Cela fait que globalement, sur les quatre objectifs, le taux d’atteinte est de 91%.
La superficie affectée à l’Anambé par Monsieur Saliou Sarr démontre encore son ignorance de son pays. On vous informe une nouvelle fois que le périmètre aménagé de l’Anambé est de 5 000 ha et la totalité n’est pas «rizicultivable».
Monsieur Saliou Sarr pense que le gouvernement ne favorise pas la vraie concertation avec les acteurs et n’accepte pas de voir les véritables contraintes. Il a dû oublier que c’est à la suite de concertations avec l’ensemble des acteurs et connaissant parfaitement les contraintes que les investissements (que lui-même reconnaît avoir été faits) ont été réalisés et les autres en cours de réalisation.
Monsieur Saliou Sarr demande que le Sénégal s’aligne sur les autres pays quant à l’objectif d’autosuffisance en riz.
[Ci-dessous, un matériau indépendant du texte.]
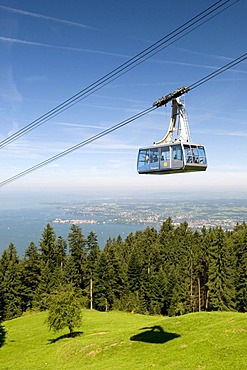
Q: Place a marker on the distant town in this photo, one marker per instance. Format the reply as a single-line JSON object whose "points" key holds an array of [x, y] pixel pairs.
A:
{"points": [[197, 213]]}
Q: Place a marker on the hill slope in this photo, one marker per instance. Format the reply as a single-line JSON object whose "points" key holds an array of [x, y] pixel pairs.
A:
{"points": [[118, 340]]}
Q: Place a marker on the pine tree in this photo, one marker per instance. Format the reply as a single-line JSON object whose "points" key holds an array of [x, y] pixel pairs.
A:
{"points": [[93, 255], [77, 263], [31, 271], [220, 279], [64, 310], [239, 238], [11, 286]]}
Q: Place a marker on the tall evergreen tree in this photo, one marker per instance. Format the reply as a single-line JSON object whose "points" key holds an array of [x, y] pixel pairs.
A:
{"points": [[93, 255], [239, 238], [77, 263], [31, 271], [220, 279], [11, 283]]}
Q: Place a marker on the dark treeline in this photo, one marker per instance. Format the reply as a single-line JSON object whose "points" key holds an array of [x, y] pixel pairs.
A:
{"points": [[172, 271]]}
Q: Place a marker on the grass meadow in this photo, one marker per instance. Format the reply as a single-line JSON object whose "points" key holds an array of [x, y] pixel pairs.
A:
{"points": [[125, 341]]}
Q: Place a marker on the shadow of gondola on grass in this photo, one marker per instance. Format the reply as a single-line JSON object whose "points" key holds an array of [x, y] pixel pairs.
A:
{"points": [[2, 335], [66, 336], [154, 334]]}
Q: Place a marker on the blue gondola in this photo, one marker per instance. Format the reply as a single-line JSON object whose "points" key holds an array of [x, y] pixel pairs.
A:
{"points": [[173, 154], [172, 158]]}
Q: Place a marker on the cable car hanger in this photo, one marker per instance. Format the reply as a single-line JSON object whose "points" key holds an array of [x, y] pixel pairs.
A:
{"points": [[175, 153]]}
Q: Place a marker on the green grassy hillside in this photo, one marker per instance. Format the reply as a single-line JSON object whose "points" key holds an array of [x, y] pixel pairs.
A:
{"points": [[118, 340]]}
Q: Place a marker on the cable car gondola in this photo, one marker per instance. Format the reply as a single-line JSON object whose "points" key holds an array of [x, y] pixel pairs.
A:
{"points": [[173, 154]]}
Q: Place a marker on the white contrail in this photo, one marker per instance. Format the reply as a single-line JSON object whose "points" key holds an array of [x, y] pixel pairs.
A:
{"points": [[30, 14], [26, 42]]}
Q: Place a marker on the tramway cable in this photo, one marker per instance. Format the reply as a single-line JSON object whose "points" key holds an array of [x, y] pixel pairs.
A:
{"points": [[160, 102], [146, 54]]}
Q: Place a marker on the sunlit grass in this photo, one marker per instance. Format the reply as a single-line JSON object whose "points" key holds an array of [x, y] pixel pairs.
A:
{"points": [[117, 340]]}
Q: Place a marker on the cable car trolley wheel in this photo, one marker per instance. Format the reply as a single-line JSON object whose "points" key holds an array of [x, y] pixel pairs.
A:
{"points": [[173, 154]]}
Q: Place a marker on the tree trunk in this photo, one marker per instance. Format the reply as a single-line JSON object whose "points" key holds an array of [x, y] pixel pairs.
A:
{"points": [[91, 293]]}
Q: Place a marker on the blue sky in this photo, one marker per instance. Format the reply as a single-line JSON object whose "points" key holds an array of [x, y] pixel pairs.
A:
{"points": [[51, 50]]}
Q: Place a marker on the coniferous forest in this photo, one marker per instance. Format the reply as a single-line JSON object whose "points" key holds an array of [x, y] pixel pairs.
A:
{"points": [[172, 271]]}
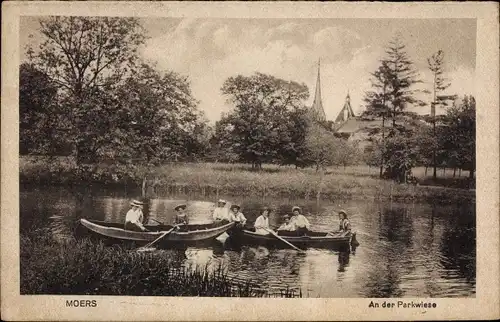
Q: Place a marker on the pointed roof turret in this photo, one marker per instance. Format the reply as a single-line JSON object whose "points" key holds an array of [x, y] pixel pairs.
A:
{"points": [[317, 106], [346, 113]]}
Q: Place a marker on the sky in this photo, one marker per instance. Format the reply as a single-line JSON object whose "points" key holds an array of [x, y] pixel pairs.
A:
{"points": [[209, 51]]}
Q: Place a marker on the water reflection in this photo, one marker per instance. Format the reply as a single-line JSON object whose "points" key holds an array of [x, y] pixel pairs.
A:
{"points": [[413, 250]]}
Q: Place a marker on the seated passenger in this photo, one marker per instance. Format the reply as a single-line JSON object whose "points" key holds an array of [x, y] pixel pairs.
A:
{"points": [[299, 221], [262, 223], [287, 228], [134, 217], [181, 217], [238, 216], [345, 225], [221, 213]]}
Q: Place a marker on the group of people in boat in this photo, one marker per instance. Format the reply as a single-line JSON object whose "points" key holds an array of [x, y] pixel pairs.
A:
{"points": [[295, 225]]}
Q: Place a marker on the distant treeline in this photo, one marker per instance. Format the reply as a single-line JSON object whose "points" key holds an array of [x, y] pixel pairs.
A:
{"points": [[86, 92]]}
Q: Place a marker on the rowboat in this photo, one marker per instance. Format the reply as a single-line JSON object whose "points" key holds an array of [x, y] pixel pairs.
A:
{"points": [[312, 239], [189, 233]]}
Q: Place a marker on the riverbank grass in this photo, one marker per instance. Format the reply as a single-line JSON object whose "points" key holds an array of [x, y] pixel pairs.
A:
{"points": [[85, 267], [358, 182]]}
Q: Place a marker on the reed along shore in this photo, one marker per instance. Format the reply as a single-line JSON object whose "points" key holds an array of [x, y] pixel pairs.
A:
{"points": [[359, 182]]}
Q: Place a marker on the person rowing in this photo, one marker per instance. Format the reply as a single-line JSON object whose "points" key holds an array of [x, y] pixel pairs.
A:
{"points": [[181, 217], [135, 217], [237, 216], [262, 223], [221, 213], [344, 225], [299, 221], [287, 228]]}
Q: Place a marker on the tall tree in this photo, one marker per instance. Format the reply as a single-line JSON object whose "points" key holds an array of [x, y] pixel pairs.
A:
{"points": [[38, 112], [459, 133], [402, 77], [393, 91], [440, 83], [87, 57], [264, 116], [377, 102]]}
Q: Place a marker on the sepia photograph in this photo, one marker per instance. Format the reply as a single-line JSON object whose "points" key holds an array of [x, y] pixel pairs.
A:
{"points": [[248, 157]]}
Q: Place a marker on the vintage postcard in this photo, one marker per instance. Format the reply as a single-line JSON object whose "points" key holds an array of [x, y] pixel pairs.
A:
{"points": [[250, 161]]}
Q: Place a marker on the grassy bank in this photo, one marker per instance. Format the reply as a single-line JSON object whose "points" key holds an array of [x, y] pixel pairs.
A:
{"points": [[238, 180], [88, 268]]}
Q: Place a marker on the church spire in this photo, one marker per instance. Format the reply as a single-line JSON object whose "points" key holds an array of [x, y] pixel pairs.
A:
{"points": [[317, 107], [346, 113]]}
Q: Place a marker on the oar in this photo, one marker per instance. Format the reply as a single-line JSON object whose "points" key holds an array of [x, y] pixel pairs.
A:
{"points": [[156, 221], [283, 240], [157, 239]]}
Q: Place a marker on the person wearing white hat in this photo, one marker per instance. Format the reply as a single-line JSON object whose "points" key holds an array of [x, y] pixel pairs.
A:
{"points": [[237, 216], [221, 213], [299, 221], [134, 217], [287, 228], [344, 225], [262, 222], [181, 217]]}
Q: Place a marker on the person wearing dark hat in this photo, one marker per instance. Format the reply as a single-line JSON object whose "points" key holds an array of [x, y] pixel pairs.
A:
{"points": [[221, 213], [344, 225], [287, 228], [299, 221], [181, 217], [134, 217], [262, 222], [237, 216]]}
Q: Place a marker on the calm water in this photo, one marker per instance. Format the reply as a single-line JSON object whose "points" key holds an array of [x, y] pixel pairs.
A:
{"points": [[406, 250]]}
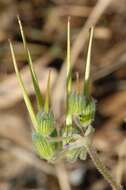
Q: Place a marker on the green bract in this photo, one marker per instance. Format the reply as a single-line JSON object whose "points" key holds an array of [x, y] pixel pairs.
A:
{"points": [[52, 144]]}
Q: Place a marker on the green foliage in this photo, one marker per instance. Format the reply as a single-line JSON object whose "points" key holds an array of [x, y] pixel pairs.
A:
{"points": [[47, 143]]}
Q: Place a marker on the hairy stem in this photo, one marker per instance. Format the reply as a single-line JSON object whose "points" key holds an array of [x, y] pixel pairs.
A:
{"points": [[102, 169]]}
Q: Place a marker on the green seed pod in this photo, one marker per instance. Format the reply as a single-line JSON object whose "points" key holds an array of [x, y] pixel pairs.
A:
{"points": [[83, 107], [45, 149], [45, 123]]}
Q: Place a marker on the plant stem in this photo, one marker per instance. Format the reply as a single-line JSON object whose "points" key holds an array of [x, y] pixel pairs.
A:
{"points": [[102, 169], [62, 176]]}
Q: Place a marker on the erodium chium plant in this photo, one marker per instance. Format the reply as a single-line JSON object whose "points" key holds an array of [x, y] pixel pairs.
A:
{"points": [[75, 140]]}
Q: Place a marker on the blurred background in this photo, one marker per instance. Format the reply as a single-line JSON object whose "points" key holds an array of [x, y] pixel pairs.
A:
{"points": [[44, 23]]}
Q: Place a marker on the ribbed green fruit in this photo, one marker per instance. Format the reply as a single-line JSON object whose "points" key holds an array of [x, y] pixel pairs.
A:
{"points": [[83, 107]]}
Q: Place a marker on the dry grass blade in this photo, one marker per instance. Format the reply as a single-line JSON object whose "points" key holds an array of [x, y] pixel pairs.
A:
{"points": [[33, 74], [24, 91], [76, 49]]}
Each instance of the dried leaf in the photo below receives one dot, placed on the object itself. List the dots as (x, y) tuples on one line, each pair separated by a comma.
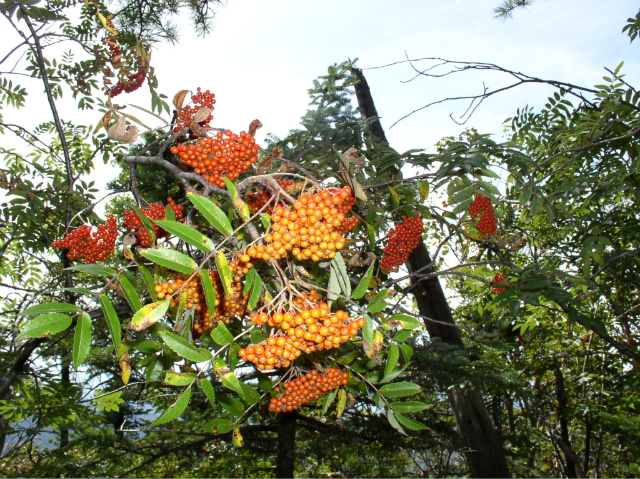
[(178, 99), (254, 126), (125, 367), (197, 129), (121, 132), (106, 119), (358, 260), (352, 156), (202, 114)]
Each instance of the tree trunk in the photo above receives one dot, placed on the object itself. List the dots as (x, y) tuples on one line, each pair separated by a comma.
[(484, 452), (285, 460)]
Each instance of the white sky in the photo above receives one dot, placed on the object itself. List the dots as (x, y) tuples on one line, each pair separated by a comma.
[(262, 56)]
Il faut l’informer que la Coalition pour le développement de la riziculture en Afrique (Card) vient de finir une évaluation des Stratégies nationales de développement de la riziculture (Sndr) avec l’ensemble des acteurs de la filière dans tous les pays engagés dans une politique d’autosuffisance en riz et que le Sénégal est reconnu comme la meilleure référence parmi tous les pays engagés dans ce processus.
Monsieur Saliou Sarr estime que les nouvelles rizeries qui s’installent ont des problèmes de fonds de roulement pour acheter la matière première. Cela ressemble plus à de l’intoxication. En effet, ce constat est curieux, car le ministère de l’Agriculture et de l’équipement rural a mis en place un fonds de commercialisation de 5 milliards non encore épuisé par ces acteurs.
Dans l’interview, l’on insinue que le ministère de l’Agriculture et de l’équipement rural privilégie l’agro-industrie. Il s’agit là d’une véritable contrevérité. Le Maer a toujours affirmé avec force que l’heure n’était pas au choix : les deux systèmes doivent et peuvent coexister. Nous l’invitons à apporter la preuve du contraire, ou de ses allégations.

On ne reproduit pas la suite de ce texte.